Quelle exploration périlleuse ! Nous devons nous rendre à Nichitsu, une ville minière abandonnée depuis les années 80 se trouvant dans la préfecture de Saitama, un endroit totalement paumé dans la montagne. A l’époque, la ville était peuplée de 3000 habitants, aujourd’hui il n’y a plus personne à part une partie de la mine encore en activité. Nous roulons à toute allure dans les petites routes montagneuses car la nuit tombe dans peu de temps et nous devons faire de la route ce soir pour rejoindre une étape plus lointaine. Notre GPS a la migraine et n’arrive pas à trouver la route unique desservant la ville abandonnée, c’est toujours dans ces moments là que rien ne va. Nous sommes à 10 kilomètres de notre destination et la route que nous devons prendre est barrée, notre exploration est compromise. Arrêtés au bord de la route, nous investissons dans du hors forfait pour consulter Google Maps, notre éternel joker. On repère une autre route, la véritable, le GPS de la voiture n’avait aucune volonté de nous emmener à destination. Il faut maintenant 40 minutes pour revenir sur nos pas et rejoindre la bonne route, l’exploration va devoir se faire en courant.

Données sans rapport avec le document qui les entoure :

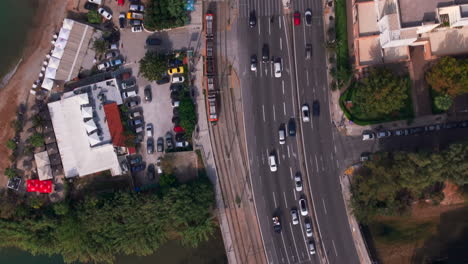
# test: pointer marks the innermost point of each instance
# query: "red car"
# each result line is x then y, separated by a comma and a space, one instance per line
297, 18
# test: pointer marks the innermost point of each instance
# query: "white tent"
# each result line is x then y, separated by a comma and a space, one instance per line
61, 43
64, 33
93, 139
90, 126
54, 62
47, 84
67, 23
57, 52
84, 99
50, 73
87, 112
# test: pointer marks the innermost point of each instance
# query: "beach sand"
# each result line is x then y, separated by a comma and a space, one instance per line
48, 20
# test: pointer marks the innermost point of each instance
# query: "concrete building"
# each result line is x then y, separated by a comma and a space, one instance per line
384, 30
83, 137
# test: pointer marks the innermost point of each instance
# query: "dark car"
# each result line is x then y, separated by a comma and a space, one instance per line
148, 96
252, 19
160, 144
151, 172
139, 167
316, 108
292, 127
153, 41
163, 80
265, 53
150, 145
91, 6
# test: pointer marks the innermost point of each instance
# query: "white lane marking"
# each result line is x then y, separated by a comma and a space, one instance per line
336, 252
324, 207
274, 113
263, 109
274, 200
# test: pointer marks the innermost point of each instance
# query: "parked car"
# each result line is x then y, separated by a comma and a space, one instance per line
305, 113
178, 79
160, 144
104, 13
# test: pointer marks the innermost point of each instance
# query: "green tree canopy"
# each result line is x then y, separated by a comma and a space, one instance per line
153, 66
449, 76
382, 93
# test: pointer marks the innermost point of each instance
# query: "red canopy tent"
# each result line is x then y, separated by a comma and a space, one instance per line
39, 186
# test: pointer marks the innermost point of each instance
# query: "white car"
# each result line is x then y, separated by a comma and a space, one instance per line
149, 130
278, 69
305, 113
272, 163
295, 217
178, 79
303, 207
298, 182
137, 28
104, 13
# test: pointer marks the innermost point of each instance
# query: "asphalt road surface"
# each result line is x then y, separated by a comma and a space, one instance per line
271, 102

Nous devons faire un choix stratégique car nous avons eu comme information que la ville regorge d’endroits abandonnés exceptionnels, comme une clinique, une poste, un cinéma et deux écoles sans compter des maisons qui appartenaient à l’époque aux ouvriers de la mine. Avec le peu de temps dont nous disposons, on va devoir choisir un seul lieu, ça tombe bien, comme coordonnées GPS exactes nous n’avons que l’école principale, nous n’aurons pas le temps de chercher ailleurs, ça va être frustrant de passer à côté d’autant de choses.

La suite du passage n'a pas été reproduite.